Senin, 26 April 2010

Sour Grapes


When I read this TIME article on the trend of American expats giving up their US citizenship because of unfriendly tax laws, the first comment I saw happened to be from a desi sister, Manali Rohinesh. Once you get past the high rant quotient of her observations, the truthiness in some of it is undeniable. Since it is buried deep now, I am quoting it here in full :
This should be like a final wakeup call for all those Indians who have gone to the US after 1991 - i.e post liberalisation in India. I can't think of a stupider move made than a decision to go there just when your own country is at the cusp of growth and progress. This is a country where the middle class consumer power is on the rise. This is where entrepreneurs - when given the right impetus - are creating little pockets of prosperity while the US has Enron, Worldcom, Arthur Anderson, Merrill Lynch et all to thank for their joblessness. Where are all those ESOPs now and some Indians are dumb enough to keep wanting the American Dream, when they can just as easily have it all in India itself. A certain generation who has emigrated there despite having options here, do so, because they prefer to earn and pay their taxes there rather than do the same in the country of their birth. I honestly don't think they are patriotic in the least. They are the same people who will come down once in two years or so and check the progress of the roads and malls built in their absense and without their money and feel a kind of smug satisfaction that 'poor little India' has finally come up to their 'superior' Western standards of living. Well, to those of you who think this way - 'Thank you for your patronising attitude. People like me made it happen while you are paying taxes elsewhere. So, don't pat yourself on the back too much.' Such people make flying trips to see if India meets their high quality-of-life benchmark because sometimes just after 3-4 years of living abroad, they have forgotten how much fun and quirky it is to live in India - where they have lived a mere 20 years or so, assuming they went to the US after graduation. How much the mirage-like American Dream taints people is quite obvious but no one is being fooled....least of us, who can read such stories on Time and elsewhere.
Some desi expats in the US responded to this by saying she had no direct experience living in the US, suggesting therefore she lacked the qualifications to comment on the American experience. Applying their own standards,how their lack of connection to India qualifies them to contradict her is harder to fathom but I digress. At any rate, the NRI brethren observed there was more that went into the decision to make a home in this country than success and money. Satisfaction is research and academia were cited among examples. 

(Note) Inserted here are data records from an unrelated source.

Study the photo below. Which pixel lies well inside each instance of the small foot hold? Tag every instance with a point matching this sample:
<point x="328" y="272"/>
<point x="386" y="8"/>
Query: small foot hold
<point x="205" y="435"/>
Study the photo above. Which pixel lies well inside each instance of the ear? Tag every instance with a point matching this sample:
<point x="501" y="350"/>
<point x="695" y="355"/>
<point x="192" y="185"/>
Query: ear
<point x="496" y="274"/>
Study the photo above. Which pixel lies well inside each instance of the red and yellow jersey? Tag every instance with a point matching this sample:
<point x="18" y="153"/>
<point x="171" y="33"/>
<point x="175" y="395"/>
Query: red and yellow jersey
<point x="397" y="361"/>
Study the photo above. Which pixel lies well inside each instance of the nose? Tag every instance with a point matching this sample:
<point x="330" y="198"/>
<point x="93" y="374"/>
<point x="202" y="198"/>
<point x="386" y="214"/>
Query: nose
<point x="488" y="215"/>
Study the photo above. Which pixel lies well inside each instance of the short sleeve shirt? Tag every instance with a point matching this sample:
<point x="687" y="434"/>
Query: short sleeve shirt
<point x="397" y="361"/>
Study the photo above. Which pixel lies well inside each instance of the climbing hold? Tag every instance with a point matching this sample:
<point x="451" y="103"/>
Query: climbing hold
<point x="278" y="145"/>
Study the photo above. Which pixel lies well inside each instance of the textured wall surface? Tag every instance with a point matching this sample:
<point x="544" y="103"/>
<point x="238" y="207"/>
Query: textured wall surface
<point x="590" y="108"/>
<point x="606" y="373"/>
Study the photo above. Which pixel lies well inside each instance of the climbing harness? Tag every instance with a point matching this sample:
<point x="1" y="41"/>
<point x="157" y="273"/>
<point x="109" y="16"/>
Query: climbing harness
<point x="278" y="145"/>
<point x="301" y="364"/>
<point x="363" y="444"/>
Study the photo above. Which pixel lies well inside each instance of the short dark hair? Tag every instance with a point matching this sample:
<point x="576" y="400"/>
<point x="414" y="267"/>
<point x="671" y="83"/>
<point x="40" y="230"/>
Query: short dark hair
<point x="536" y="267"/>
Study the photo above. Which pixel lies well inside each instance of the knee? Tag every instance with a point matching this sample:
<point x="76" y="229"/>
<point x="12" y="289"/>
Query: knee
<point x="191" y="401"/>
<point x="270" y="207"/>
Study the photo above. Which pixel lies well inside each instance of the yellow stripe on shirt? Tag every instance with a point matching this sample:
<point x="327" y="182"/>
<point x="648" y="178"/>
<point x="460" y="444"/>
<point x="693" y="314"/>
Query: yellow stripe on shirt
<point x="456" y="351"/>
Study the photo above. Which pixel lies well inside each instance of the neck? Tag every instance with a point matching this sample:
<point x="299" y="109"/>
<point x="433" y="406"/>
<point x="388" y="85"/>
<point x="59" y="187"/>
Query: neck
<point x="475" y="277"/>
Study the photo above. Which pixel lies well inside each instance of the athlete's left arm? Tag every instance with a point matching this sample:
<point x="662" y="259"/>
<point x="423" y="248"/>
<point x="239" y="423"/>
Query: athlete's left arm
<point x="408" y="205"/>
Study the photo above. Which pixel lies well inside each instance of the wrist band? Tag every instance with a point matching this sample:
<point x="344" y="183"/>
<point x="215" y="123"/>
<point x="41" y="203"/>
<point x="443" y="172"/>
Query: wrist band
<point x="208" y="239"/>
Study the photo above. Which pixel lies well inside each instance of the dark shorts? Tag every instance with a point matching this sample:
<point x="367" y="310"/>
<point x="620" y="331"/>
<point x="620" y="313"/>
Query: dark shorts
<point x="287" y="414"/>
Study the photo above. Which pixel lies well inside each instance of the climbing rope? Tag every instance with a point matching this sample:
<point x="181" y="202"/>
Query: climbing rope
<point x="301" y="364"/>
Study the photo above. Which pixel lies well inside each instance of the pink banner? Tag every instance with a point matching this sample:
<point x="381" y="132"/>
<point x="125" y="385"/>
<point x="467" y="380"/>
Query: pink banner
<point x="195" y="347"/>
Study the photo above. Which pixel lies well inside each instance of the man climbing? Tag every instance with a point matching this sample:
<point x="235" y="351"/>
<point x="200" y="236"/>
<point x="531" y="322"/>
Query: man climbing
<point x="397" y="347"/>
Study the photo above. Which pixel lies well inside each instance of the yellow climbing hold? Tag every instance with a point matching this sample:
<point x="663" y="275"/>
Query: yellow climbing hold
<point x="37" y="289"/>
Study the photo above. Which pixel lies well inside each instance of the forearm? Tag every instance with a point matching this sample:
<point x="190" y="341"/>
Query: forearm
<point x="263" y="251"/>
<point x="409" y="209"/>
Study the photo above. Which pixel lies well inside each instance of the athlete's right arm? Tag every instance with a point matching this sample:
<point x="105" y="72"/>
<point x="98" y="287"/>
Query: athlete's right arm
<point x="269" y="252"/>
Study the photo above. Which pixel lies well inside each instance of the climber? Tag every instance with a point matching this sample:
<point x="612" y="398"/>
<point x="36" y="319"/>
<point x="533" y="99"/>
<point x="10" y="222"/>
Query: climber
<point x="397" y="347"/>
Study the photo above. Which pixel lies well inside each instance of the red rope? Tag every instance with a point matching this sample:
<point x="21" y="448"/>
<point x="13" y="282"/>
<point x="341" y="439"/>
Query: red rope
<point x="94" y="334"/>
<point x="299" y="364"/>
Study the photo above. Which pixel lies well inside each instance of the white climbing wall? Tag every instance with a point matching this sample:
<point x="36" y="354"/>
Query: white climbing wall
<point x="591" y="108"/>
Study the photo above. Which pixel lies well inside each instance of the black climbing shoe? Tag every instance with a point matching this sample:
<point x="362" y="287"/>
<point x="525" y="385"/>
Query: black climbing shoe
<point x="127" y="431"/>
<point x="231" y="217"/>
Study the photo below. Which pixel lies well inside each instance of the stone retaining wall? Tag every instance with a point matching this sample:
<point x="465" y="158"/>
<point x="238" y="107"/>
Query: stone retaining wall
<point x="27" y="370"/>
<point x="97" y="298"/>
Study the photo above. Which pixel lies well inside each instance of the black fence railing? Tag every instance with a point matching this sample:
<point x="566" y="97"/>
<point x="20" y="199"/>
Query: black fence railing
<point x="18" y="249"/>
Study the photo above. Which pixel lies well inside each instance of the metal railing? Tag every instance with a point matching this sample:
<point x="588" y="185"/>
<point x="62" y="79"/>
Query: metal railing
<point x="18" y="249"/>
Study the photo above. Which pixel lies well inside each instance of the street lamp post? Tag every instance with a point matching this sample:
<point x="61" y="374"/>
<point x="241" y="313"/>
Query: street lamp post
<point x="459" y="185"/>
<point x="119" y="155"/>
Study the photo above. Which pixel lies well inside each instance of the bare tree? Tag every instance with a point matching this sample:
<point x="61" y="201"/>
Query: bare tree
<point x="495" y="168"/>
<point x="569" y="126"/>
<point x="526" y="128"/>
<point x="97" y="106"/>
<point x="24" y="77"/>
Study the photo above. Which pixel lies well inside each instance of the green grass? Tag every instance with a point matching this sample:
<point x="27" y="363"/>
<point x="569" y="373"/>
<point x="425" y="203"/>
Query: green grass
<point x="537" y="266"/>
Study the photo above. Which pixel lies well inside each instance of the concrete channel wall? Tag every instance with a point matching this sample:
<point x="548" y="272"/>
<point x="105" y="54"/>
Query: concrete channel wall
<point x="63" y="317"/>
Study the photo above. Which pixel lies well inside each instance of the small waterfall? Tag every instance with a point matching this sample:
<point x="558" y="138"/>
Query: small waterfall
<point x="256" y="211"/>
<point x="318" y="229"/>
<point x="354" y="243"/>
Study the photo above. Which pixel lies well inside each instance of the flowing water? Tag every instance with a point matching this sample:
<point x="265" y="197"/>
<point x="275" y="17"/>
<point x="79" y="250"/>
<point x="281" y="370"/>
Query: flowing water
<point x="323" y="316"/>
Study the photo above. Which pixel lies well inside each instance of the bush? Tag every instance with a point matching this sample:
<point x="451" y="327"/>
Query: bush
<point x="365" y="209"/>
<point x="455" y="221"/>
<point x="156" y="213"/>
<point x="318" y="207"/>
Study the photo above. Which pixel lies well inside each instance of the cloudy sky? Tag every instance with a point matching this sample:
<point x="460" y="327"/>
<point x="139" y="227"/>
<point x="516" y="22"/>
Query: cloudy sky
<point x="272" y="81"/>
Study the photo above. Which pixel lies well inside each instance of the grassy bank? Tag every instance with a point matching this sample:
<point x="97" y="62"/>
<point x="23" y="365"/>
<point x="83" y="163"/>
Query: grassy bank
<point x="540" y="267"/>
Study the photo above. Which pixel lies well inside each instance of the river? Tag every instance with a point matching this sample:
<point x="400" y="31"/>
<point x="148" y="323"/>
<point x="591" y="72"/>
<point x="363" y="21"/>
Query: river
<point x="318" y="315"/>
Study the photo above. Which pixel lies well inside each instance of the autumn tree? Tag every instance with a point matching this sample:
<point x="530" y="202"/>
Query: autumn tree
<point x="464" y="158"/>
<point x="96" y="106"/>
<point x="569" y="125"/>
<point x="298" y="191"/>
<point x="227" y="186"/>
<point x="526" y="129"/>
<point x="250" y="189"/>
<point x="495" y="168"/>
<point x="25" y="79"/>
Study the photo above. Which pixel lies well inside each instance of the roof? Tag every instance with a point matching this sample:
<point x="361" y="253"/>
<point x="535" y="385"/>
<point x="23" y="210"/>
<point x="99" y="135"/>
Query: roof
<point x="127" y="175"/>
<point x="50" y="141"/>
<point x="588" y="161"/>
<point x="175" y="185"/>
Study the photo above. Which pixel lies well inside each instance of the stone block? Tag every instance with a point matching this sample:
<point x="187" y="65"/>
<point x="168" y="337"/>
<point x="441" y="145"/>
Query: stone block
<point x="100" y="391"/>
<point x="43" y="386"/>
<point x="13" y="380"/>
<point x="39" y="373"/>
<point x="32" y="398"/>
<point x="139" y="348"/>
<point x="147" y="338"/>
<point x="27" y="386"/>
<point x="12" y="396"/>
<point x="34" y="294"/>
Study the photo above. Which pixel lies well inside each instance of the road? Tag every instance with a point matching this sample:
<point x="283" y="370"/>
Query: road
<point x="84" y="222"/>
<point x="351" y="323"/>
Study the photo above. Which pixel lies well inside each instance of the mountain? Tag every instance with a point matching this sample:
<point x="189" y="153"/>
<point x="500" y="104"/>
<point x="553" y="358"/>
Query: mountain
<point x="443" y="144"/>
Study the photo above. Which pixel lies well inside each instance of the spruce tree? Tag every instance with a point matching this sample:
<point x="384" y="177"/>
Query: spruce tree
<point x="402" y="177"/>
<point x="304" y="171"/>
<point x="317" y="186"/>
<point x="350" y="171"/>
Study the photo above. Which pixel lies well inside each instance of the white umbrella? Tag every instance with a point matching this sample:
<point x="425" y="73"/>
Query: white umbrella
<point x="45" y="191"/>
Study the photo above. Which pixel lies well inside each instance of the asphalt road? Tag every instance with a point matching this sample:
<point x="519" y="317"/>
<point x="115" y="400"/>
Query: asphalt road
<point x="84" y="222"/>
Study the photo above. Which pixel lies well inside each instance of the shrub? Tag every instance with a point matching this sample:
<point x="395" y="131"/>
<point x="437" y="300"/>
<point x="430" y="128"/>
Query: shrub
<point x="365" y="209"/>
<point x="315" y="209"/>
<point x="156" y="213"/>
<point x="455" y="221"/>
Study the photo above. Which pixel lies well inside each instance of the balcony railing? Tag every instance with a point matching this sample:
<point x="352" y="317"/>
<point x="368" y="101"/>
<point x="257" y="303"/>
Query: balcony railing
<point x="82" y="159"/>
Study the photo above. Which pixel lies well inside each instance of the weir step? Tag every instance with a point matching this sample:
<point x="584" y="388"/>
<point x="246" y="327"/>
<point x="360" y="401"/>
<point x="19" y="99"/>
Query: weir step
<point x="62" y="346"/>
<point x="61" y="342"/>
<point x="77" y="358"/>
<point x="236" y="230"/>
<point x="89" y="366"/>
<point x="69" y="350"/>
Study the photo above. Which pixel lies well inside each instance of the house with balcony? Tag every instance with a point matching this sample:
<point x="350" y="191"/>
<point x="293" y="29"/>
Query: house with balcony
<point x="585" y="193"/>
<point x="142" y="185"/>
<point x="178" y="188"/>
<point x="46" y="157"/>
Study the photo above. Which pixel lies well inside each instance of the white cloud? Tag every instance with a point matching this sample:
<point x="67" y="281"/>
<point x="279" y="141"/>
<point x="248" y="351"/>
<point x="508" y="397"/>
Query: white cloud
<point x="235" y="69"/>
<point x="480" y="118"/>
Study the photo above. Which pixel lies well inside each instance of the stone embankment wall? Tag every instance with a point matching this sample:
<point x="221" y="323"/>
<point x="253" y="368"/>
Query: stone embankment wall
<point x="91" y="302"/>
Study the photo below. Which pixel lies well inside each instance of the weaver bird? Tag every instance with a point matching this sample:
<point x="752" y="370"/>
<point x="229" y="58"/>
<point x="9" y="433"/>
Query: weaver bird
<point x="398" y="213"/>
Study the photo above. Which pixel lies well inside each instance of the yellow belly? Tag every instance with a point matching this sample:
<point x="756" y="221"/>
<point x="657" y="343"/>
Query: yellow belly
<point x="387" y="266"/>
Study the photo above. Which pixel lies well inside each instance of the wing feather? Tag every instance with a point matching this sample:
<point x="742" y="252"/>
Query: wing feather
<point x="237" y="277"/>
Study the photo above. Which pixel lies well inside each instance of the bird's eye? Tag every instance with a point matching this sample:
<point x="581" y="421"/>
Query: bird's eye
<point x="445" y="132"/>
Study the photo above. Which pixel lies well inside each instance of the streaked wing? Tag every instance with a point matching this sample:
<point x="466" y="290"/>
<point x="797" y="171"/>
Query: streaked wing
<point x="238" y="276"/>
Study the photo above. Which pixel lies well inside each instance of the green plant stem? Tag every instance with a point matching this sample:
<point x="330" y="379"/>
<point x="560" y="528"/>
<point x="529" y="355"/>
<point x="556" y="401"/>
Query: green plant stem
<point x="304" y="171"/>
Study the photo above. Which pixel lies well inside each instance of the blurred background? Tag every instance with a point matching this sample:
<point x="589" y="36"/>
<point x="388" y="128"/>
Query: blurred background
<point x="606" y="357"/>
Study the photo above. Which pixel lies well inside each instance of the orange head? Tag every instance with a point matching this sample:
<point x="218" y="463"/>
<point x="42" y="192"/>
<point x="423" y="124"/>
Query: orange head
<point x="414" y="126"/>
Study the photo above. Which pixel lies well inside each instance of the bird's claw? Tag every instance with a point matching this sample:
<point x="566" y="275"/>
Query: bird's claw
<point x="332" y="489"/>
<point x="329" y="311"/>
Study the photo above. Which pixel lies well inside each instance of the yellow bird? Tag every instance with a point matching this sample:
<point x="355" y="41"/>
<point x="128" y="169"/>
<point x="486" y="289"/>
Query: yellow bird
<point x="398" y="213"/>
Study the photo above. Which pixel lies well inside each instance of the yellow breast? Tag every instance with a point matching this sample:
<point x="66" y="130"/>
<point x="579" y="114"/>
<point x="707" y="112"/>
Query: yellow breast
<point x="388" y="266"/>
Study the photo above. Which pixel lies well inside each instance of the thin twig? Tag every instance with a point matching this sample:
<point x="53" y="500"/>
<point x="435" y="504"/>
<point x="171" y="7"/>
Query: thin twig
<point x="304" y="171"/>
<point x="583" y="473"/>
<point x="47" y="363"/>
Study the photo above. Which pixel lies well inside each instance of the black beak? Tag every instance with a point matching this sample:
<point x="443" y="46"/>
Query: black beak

While there is some truth to that argument it's applicability is fairly limited. Rohinesh's observation about the overwhelming majority of desis who are not in research or academia is true as well.They often feel like they bet on the wrong horse and if indeed India exceeds their expectations along one or more axes, the grapes tend to taste slightly sour. That attitude could be viewed as unpatriotic by some.
As for me, reading her comment I feel duly chastised for making the "stupider" to none move by coming to this country post 1991 - the sister points this out in no uncertain terms. In my defense, it was a confluence of circumstances that caused that to happen. Professionally, I am definitely in the wrong place and the wrong time and envy my peers who have found their niche in India. While their compensation and benefit packages boggle the mind to say nothing of the career growth opportunities, I take comfort in the fact that I have for the most part a 40 hour week, a life outside work and am able to raise J comfortably and without needing any help. All of that would have been impossible in India - having tried that avenue for a year, I know the score painfully well. In the right circumstances, with the necessary support system, India is definitely the place to be for anyone in my line of work.

I love the attitude of the commenter and others like her who take obvious pride in India's achievements thus far - career opportunities and spending power has given this generation assertiveness and confidence that was not nearly as commonplace in the past. I struggle to understand why malls, roads, middle class consumerism and gated communities with western style amenities are always cited as examples of India's progress. Surely there are better measures than that. Is the goal to achieve parity, repeat the mistakes of the west and then find the right way for India ? It would be far more reassuring to see these young people talk about ways in which India is leapfrogging to a future that is post-American if you will. That would be a really smart thing to do.